It is a powerful tool and we need to use it to make a difference.  This means ensuring the commitments become action points for every humanitarian agency and all humanitarian country teams – with the perspective of aid recipients hard-wired into the way plans, programmes, and projects are designed and their impact measured.

Over the last three years, with the support of Sida, GTS has been working with the CHS Alliance in Chad, systematically tracking how affected people see the relief effort there in terms of its respect for the Standard and progress towards achieving the strategic objectives of the Humanitarian Response Plan.

Participants in the CHS Alliance and GTS strengthening accountability project in Chad © Isabella Leyh, GTS

This same approach to tracking response-wide performance from the aid recipients’ point of view has been replicated in Bangladesh, Burkina Faso, Central African Republic, Iraq, and Somalia.

The approach holds promise because it is not the preserve of AAP ‘specialists.’ Rather, it requires ownership on the part of the leadership.  Only when the perspective of affected people is embedded in the architecture of humanitarian action will it cease to be a nice-to-have add-on and become instead a central driver of better humanitarian performance.

This means revisiting the prevailing approach to AAP at the field level that places disproportionate emphasis on Commitments 4 and 5. In practice, this often boils down to basic communication with communities and going through the motions on setting up complaint mechanisms. By limiting the focus in this way we risk giving a perfunctory nod to the concept of AAP while ignoring the bigger CHS picture. Seven-ninths of it, to be exact!

Rather than tethering ourselves to a minimalist interpretation of AAP, we must seek out the views of affected people on every aspect of humanitarian action. The Nigerian writer Chimamanda Ngozi Adichie rightly says that “the single story creates stereotypes, and the problem with stereotypes is not that they are untrue, but that they are incomplete. They make one story become the only story.” The very term ‘accountability’ has its roots in truth telling, and we can no longer afford to understand humanitarian accountability in this limited way.

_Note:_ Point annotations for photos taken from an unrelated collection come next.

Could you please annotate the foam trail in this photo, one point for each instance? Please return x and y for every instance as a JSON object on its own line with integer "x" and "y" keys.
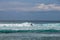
{"x": 28, "y": 26}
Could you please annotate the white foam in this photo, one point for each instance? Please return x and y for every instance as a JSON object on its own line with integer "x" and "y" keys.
{"x": 28, "y": 26}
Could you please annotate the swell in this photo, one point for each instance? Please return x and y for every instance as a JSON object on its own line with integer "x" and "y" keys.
{"x": 30, "y": 31}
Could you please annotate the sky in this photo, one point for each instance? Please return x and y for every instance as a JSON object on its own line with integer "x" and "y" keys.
{"x": 30, "y": 10}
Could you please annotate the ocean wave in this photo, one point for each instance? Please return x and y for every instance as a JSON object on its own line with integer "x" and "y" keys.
{"x": 28, "y": 26}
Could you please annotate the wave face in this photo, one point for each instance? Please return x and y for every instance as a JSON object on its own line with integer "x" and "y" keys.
{"x": 29, "y": 26}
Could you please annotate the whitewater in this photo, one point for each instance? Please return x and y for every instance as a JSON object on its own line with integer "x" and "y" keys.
{"x": 28, "y": 26}
{"x": 29, "y": 31}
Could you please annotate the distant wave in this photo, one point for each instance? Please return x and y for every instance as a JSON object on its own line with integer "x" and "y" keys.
{"x": 28, "y": 26}
{"x": 30, "y": 31}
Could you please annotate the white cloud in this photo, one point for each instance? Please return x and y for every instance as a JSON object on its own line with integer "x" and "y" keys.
{"x": 47, "y": 7}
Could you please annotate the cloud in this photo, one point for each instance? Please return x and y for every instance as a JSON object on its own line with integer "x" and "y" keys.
{"x": 47, "y": 7}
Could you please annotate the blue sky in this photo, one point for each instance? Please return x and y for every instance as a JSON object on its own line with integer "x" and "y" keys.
{"x": 29, "y": 9}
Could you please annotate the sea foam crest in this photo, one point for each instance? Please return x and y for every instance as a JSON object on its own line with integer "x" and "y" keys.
{"x": 28, "y": 26}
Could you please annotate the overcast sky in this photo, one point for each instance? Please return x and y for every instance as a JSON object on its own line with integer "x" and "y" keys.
{"x": 29, "y": 9}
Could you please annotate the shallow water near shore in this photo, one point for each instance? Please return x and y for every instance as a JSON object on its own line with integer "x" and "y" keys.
{"x": 29, "y": 36}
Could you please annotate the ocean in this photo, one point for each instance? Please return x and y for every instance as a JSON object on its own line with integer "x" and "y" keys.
{"x": 30, "y": 30}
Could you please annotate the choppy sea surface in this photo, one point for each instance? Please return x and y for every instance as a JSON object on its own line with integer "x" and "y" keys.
{"x": 30, "y": 30}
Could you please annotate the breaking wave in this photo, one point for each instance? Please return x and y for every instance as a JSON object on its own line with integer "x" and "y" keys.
{"x": 28, "y": 26}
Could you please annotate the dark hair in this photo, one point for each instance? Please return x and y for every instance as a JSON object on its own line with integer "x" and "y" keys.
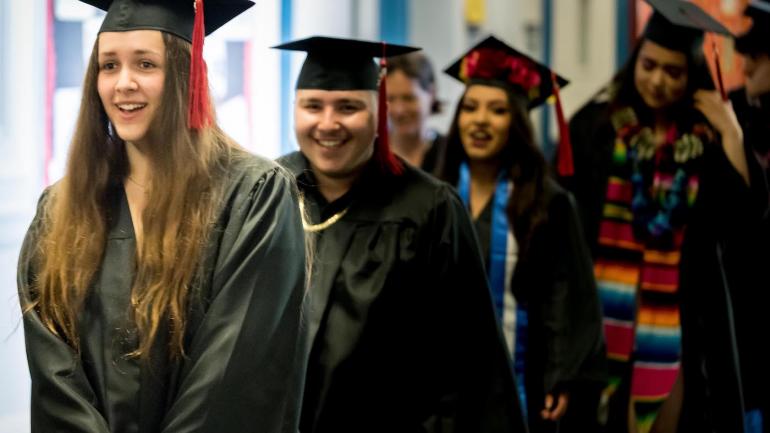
{"x": 521, "y": 158}
{"x": 625, "y": 94}
{"x": 183, "y": 197}
{"x": 417, "y": 67}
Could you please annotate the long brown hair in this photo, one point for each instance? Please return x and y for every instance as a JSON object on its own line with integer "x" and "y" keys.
{"x": 182, "y": 200}
{"x": 523, "y": 162}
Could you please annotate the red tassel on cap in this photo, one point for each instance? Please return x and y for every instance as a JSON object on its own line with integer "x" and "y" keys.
{"x": 199, "y": 115}
{"x": 564, "y": 164}
{"x": 388, "y": 162}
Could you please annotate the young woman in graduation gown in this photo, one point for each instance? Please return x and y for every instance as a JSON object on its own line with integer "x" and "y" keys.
{"x": 532, "y": 242}
{"x": 404, "y": 337}
{"x": 660, "y": 177}
{"x": 162, "y": 278}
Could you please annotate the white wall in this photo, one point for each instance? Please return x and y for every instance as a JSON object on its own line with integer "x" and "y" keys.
{"x": 583, "y": 47}
{"x": 21, "y": 144}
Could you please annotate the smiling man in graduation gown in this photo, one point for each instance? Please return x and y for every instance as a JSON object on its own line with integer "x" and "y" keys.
{"x": 404, "y": 336}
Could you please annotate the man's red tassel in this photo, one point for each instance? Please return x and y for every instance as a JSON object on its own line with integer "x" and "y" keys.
{"x": 388, "y": 161}
{"x": 564, "y": 164}
{"x": 199, "y": 115}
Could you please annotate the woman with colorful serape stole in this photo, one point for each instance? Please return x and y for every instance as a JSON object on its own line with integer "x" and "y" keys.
{"x": 536, "y": 258}
{"x": 659, "y": 175}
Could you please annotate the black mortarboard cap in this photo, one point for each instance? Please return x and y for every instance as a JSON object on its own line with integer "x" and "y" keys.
{"x": 494, "y": 62}
{"x": 188, "y": 19}
{"x": 171, "y": 16}
{"x": 679, "y": 25}
{"x": 757, "y": 39}
{"x": 341, "y": 64}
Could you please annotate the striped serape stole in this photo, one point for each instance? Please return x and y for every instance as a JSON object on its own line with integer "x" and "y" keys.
{"x": 638, "y": 289}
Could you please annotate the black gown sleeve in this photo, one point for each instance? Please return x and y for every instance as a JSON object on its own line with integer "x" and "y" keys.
{"x": 246, "y": 362}
{"x": 62, "y": 397}
{"x": 484, "y": 396}
{"x": 571, "y": 311}
{"x": 709, "y": 351}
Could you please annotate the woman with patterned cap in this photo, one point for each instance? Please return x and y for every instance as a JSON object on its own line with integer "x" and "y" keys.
{"x": 660, "y": 174}
{"x": 532, "y": 243}
{"x": 162, "y": 279}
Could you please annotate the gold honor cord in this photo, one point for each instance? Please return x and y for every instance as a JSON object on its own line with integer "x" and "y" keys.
{"x": 323, "y": 225}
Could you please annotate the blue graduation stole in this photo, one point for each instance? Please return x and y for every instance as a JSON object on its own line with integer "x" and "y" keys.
{"x": 499, "y": 272}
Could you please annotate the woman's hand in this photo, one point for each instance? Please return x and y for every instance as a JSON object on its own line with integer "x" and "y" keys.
{"x": 555, "y": 411}
{"x": 721, "y": 116}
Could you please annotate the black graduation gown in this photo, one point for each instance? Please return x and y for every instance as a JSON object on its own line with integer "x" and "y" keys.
{"x": 712, "y": 390}
{"x": 436, "y": 155}
{"x": 404, "y": 334}
{"x": 555, "y": 281}
{"x": 245, "y": 346}
{"x": 747, "y": 254}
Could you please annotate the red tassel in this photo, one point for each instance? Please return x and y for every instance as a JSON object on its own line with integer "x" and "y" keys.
{"x": 199, "y": 115}
{"x": 717, "y": 63}
{"x": 388, "y": 162}
{"x": 564, "y": 164}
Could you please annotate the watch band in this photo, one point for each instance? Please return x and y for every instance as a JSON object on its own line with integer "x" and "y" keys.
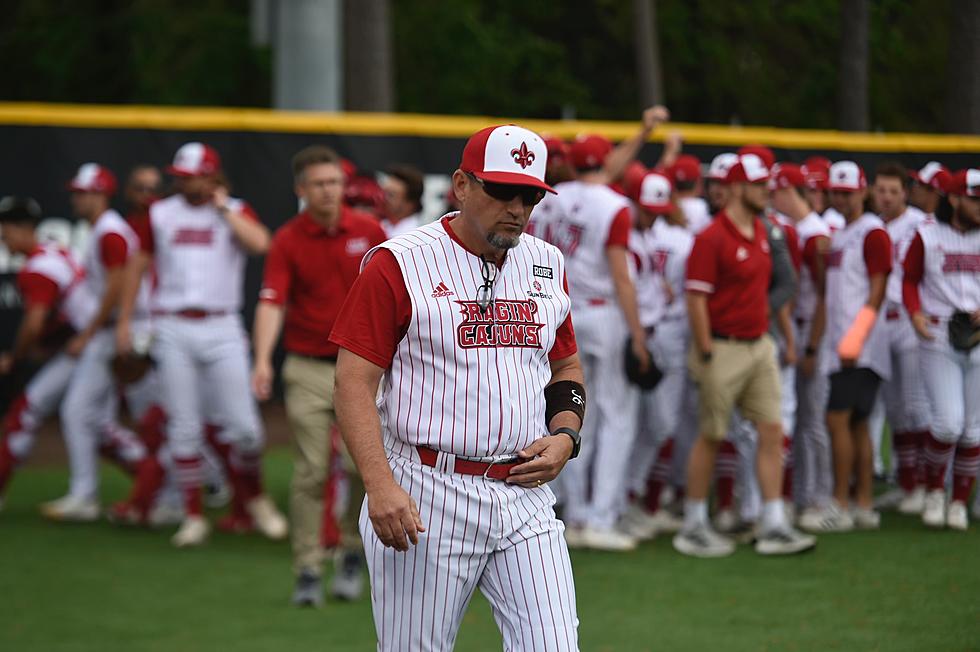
{"x": 576, "y": 439}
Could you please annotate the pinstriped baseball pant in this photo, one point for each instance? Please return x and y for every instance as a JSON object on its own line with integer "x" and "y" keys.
{"x": 480, "y": 533}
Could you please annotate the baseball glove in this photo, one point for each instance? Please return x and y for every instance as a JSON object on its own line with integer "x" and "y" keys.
{"x": 130, "y": 367}
{"x": 644, "y": 380}
{"x": 963, "y": 333}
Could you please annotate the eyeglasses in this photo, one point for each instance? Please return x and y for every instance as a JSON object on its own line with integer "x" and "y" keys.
{"x": 530, "y": 196}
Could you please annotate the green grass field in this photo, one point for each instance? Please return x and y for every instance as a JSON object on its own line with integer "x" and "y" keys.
{"x": 94, "y": 587}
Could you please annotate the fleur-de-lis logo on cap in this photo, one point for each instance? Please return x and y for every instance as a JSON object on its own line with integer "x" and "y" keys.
{"x": 522, "y": 155}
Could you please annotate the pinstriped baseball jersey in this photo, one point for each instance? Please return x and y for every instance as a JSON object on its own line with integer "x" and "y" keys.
{"x": 462, "y": 380}
{"x": 580, "y": 228}
{"x": 808, "y": 228}
{"x": 901, "y": 230}
{"x": 951, "y": 279}
{"x": 848, "y": 284}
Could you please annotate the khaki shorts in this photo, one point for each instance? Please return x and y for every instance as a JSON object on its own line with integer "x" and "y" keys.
{"x": 741, "y": 375}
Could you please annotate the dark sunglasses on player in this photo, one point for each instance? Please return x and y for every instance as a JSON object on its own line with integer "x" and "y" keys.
{"x": 506, "y": 192}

The CHS provides a powerful framework against which to measure progress while the strategic objectives set out in every Humanitarian Response Plan provide succinct statements of intent against which to assess whether or not the Standard’s commitments – all nine of them – are successfully translated into concrete programming.

The humanitarian planning season is now in full swing and humanitarian country teams are pouring over needs assessments and formulating response plans for next year.  Most turn to AAP specialists to help them draft discrete sections in the new documents, in line with guidance from Geneva.

This frenetic planning exercise is about elaborating response plans for the year 2021. But what about evaluating the success of plans implemented in 2020, the year that is coming to an end? Who is checking whether they met their goals… and if people affected by crisis consider they’ve made a difference in their lives? In most places, this is simply not happening.

The compelling aspiration of accountability to affected people will only come to pass when it is part of a broader approach to humanitarian accountability, at all levels. If we are to break the AAP logjam, we must place it in this bigger context. This in turn requires determination on the part of donors to demand more of the organizations they fund than routine self-reports. They must genuinely hold their grantees to account– and weighing heavily in that balance must be the extent to which affected people get to participate in determining their own future.